I have a binary numpy matrix and I want to randomly turn off 30% of the matrix, where turning off 30% means to replace 30% of the 1s with 0s. In general, I want to do this many times, so if I do this 5 times I expect the final matrix to have 100*(1-0.3)^5 = 16% 1s of the original matrix, which is all 1s initially.
The important thing is that I want to turn off 30% of the active bits (the ones), as opposed to turning off 30% of the whole matrix (the ones and the zeros, where turning off zero is just zero).
I came up with a method to do this, but it doesn't seem to achieve the above, because, after 5 sessions of turning off 30%, the matrix is 23% 1s as opposed to 16% 1s.
To illustrate through example, my approach is as follows:
>>> mask=np.array([[1,1,1,1,1],[1,1,1,0,0],[1,1,0,0,0]])
>>> mask
array([[1, 1, 1, 1, 1],
[1, 1, 1, 0, 0],
[1, 1, 0, 0, 0]])
>>> np.where(mask==0, np.zeros_like(mask), mask * np.random.binomial(1, 0.7, mask.shape))
array([[1, 1, 1, 0, 0],
[0, 1, 1, 0, 0],
[1, 1, 0, 0, 0]])
The code above gives a new matrix where if a bit is 0 it remains 0, and if it is 1 it is turned off 30% of the time.
In this small example, everything seems to work fine as I have removed exactly 30% of the ones (I had 10, now I have 7).
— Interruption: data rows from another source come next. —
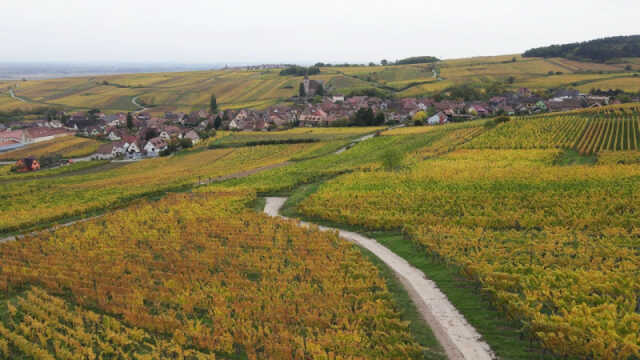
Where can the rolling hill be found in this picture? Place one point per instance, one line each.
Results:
(236, 88)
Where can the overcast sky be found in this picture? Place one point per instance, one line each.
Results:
(258, 31)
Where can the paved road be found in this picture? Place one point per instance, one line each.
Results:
(458, 338)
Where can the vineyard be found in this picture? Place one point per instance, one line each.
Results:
(68, 146)
(196, 276)
(41, 201)
(591, 131)
(556, 248)
(236, 89)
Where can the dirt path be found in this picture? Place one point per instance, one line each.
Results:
(458, 338)
(13, 95)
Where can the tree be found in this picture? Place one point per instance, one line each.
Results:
(213, 104)
(301, 91)
(129, 121)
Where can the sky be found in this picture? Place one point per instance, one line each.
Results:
(287, 31)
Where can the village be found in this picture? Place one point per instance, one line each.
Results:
(137, 135)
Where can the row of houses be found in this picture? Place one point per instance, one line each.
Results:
(332, 110)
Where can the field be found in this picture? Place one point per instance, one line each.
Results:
(587, 131)
(68, 146)
(30, 203)
(555, 247)
(530, 227)
(296, 134)
(210, 277)
(186, 91)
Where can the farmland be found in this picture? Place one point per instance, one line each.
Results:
(544, 241)
(79, 195)
(240, 285)
(588, 131)
(68, 146)
(235, 89)
(540, 255)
But I don't think my approach generalizes well for a large matrix. I believe this is due to the following:
Although the Bernoulli trials are supposed to be independent of each other, numpy probably tries to ensure that overall, 30% of all the trials are Tails. But in my code "all trials" equals the size of the full matrix, and not the number of ones in my matrix, and this is what causes the problem.
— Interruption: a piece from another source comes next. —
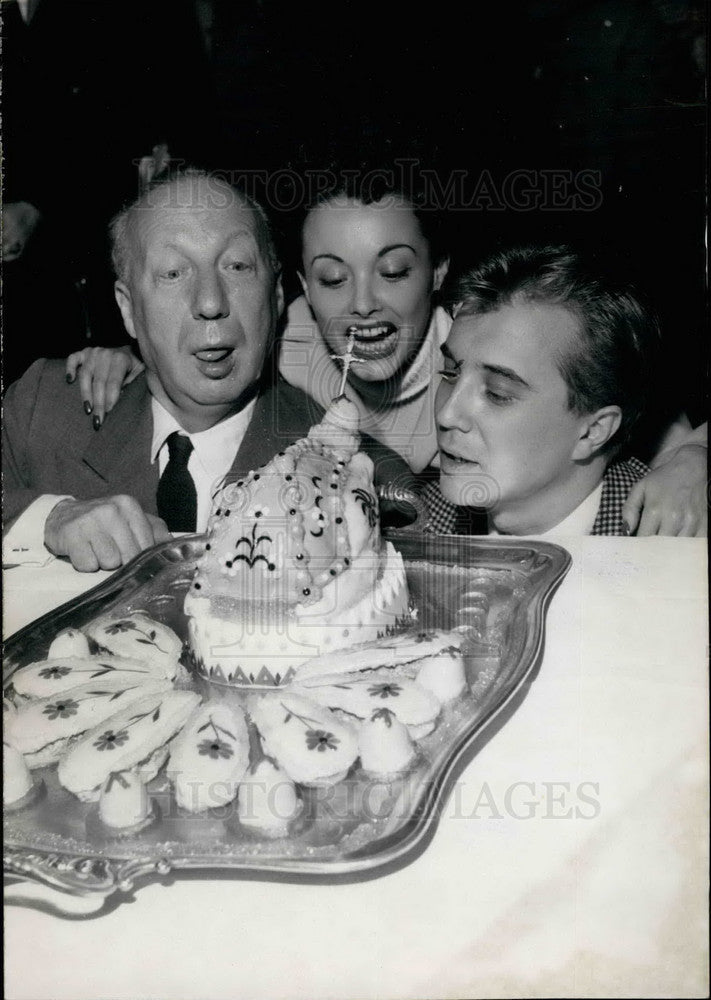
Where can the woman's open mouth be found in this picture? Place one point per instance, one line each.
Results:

What is a clean pythonic way to nullify 30% of the active bits, as opposed to 30% of all the bits?
It seems I figured it out. Basically, I create a new zero matrix of the same size and I only edit the fields where the initial matrix has 1s, and the number of times the Bernoulli trial is performed is the number of 1s in the initial matrix, as opposed to the full size of the matrix, as desired.
This works for large matrices and it does give me a final size of ~16% 1s (see question body for context).